The proximity here to Maremma gives maritime breezes warding against summer heat, which is especially important in as hot and dry a year as 2017. Thick woodland, olive groves and wild scrubs surround the 25 hectares under vine – a rural haven of the region’s finest terroir. An ancient river system sculpted the area, and with it the complex soils in Lisini’s vineyards. Fossil laced sand, clay and iron-rich soils, paired with altitudes of 300-400 metres, all play a leading role in the unique personality of Lisini’s wines.
Rosso di Montalcino
Rosso di Montalcino is a large Tuscan DOC, to the far south of the Chianti Classico region, which has been classified since 1983.

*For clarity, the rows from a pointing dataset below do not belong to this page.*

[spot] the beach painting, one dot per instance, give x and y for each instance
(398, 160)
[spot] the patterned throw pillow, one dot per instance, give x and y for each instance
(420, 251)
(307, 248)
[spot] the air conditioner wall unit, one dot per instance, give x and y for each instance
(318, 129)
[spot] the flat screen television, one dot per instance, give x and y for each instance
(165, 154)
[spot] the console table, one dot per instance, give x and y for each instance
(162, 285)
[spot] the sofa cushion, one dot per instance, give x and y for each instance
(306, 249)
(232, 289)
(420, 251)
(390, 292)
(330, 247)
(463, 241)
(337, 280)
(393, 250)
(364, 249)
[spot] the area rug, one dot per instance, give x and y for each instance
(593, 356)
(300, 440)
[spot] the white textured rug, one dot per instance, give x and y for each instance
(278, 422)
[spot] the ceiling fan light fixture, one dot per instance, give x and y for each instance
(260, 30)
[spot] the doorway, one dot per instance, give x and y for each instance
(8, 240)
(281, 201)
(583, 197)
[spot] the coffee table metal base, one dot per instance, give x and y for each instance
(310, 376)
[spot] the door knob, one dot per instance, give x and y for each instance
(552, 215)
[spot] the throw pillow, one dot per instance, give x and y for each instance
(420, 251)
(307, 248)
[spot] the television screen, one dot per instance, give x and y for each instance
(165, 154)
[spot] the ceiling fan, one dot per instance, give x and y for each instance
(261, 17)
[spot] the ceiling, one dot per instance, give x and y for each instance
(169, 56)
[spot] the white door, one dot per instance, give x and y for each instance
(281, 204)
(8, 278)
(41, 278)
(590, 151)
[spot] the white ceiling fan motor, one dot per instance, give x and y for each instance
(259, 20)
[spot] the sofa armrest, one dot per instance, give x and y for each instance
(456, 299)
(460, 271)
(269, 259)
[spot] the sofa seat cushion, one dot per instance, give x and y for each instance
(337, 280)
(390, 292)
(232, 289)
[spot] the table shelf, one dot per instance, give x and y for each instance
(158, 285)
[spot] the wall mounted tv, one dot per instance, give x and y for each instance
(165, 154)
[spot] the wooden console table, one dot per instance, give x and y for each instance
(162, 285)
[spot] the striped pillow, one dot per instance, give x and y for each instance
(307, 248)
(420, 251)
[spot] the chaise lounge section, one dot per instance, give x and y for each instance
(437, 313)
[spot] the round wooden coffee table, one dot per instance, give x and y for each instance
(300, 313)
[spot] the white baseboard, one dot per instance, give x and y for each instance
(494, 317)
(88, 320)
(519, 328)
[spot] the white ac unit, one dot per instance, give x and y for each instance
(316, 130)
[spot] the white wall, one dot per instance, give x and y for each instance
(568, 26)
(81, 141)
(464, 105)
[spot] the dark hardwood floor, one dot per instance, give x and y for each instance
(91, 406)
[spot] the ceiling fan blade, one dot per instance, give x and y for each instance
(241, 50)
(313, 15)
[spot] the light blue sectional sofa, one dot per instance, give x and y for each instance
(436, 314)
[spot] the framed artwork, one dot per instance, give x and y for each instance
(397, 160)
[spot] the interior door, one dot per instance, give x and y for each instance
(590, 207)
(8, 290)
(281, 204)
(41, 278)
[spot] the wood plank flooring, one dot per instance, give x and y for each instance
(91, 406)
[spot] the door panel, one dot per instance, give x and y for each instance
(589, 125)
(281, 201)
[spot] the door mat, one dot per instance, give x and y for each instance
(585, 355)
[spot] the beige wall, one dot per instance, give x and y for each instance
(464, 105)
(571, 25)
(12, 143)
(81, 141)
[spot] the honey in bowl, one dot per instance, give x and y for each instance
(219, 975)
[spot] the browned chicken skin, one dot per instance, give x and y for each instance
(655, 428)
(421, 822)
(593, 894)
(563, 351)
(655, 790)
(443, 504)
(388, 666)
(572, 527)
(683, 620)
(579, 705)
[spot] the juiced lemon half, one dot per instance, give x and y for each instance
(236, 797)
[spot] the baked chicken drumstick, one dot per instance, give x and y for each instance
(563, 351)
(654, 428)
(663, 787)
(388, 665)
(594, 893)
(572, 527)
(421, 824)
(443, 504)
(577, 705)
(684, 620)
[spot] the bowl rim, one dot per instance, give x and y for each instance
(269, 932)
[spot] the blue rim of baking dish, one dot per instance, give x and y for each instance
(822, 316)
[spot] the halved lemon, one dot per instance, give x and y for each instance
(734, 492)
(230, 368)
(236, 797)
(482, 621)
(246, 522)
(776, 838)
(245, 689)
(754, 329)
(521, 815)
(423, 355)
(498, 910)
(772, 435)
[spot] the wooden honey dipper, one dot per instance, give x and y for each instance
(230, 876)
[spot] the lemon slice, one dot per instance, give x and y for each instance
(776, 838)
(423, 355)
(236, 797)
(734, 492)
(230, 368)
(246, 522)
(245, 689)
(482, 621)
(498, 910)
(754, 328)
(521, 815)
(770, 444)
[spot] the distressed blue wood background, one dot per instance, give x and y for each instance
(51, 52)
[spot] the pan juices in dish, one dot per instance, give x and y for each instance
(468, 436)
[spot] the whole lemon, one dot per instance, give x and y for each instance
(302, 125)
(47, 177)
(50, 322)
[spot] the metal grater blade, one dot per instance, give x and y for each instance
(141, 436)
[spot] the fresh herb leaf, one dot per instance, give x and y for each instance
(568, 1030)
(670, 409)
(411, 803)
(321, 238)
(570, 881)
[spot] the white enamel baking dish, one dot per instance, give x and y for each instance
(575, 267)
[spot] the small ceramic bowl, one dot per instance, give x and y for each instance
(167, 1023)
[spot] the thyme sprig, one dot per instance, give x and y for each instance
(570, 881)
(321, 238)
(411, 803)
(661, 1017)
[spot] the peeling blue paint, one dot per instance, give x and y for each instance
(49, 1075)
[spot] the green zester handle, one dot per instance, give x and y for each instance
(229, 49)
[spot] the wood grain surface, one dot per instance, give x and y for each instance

The wines are fruity, soft, light and forward-maturing. They come from Sangiovesse vines outside the finer Brunello di Montalcino DOCG, harvested at up to 62 hl/ha, or from declassified Brunello fruit (often from young vines) in which case the yield must be the same as Brunello wines, at 55 hl/ha.
It is a high yielding, late ripening grape that performs best on well-drained calcareous soils on south-facing hillsides. For years it was blighted by poor clonal selection and massive overcropping - however since the 1980s the quality of Sangiovese-based wines has rocketed upwards and they are now some of the most sought after in the world.
It produces wines with pronounced tannins and acidity, though not always with great depth of colour, and its character can vary from farmyard/leather nuances through to essence of red cherries and plums. In the 1960s the advent of Super Tuscans saw bottlings of 100% Sangiovese wines, as well as the introduction of Sangiovese/Cabernet Sauvignon blends, the most famous being Tignanello.